O processo trata da Concorrência Presencial nº 003/2026, aberta para contratar uma empresa especializada para executar os serviços. O valor estimado da contratação é de R$ 2.126.756,38.
A análise foi feita durante o controle prévio da licitação pela fiscalização do TCE-MS. Entre os problemas identificados está a inversão das fases do procedimento, com a habilitação dos participantes antes da apresentação e do julgamento das propostas.

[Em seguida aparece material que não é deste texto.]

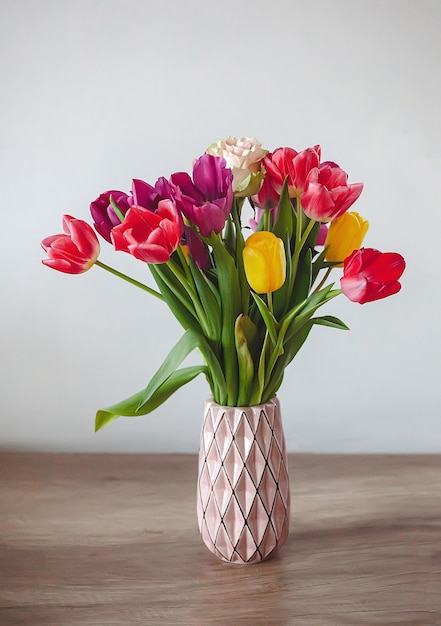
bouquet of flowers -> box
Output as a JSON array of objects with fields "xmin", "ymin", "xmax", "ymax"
[{"xmin": 42, "ymin": 137, "xmax": 405, "ymax": 430}]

Segundo o Tribunal, não foi encontrada no processo administrativo uma justificativa específica para adoção desse procedimento, que seria uma medida excepcional prevista na Lei de Licitações.

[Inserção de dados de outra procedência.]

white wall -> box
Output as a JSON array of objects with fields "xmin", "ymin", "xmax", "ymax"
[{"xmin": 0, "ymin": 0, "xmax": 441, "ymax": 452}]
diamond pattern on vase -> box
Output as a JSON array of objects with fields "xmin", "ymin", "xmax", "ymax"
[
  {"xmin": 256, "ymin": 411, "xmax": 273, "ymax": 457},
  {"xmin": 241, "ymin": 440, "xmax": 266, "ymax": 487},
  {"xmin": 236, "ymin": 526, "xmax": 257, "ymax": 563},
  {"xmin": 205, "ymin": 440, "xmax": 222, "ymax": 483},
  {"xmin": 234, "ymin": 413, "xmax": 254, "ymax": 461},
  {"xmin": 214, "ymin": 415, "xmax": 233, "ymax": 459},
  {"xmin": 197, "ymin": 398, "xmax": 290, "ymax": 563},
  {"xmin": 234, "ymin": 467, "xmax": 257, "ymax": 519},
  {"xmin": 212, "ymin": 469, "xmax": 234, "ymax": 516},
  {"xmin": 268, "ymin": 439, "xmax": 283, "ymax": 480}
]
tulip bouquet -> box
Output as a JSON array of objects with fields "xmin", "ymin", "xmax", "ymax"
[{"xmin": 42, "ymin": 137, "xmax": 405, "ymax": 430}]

Outra falha apontada foi a ausência de publicação do extrato do edital no Diário Oficial e em jornal diário de grande circulação. Conforme a análise técnica, o município divulgou o certame no PNCP (Portal Nacional de Contratações Públicas), mas não comprovou as demais publicações exigidas pela legislação.

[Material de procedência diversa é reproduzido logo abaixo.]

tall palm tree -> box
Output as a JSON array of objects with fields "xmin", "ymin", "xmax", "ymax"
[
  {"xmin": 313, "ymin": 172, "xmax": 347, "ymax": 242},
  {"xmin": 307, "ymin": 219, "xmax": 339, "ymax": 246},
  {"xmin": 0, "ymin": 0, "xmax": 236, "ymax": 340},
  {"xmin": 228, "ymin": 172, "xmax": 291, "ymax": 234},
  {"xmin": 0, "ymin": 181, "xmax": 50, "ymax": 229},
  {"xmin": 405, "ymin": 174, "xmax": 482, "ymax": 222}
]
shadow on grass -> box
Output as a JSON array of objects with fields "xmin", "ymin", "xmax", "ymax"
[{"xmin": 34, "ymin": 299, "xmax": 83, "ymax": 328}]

Diante dos apontamentos, o conselheiro-substituto Leandro Lobo Ribeiro Pimentel determinou a intimação do prefeito Aldenir Barbosa do Nascimento para que apresente esclarecimentos sobre as duas situações.
O TCE-MS também recomendou que a prefeitura não formalize o contrato decorrente da licitação enquanto as justificativas não forem analisadas. A orientação inclui não emitir ordem de serviço nem realizar atos que impliquem execução financeira ou pagamentos relacionados ao contrato.
A medida, segundo o despacho, não representa uma decisão definitiva sobre a legalidade da licitação. O Tribunal afirmou que os apontamentos ainda serão analisados após o contraditório e que a recomendação busca evitar que uma eventual contratação produza efeitos financeiros ou jurídicos difíceis de reverter.
A sessão pública da concorrência ocorreu em 1º de setembro de 2026. O despacho do TCE-MS foi assinado em 4 de setembro pelo conselheiro-substituto.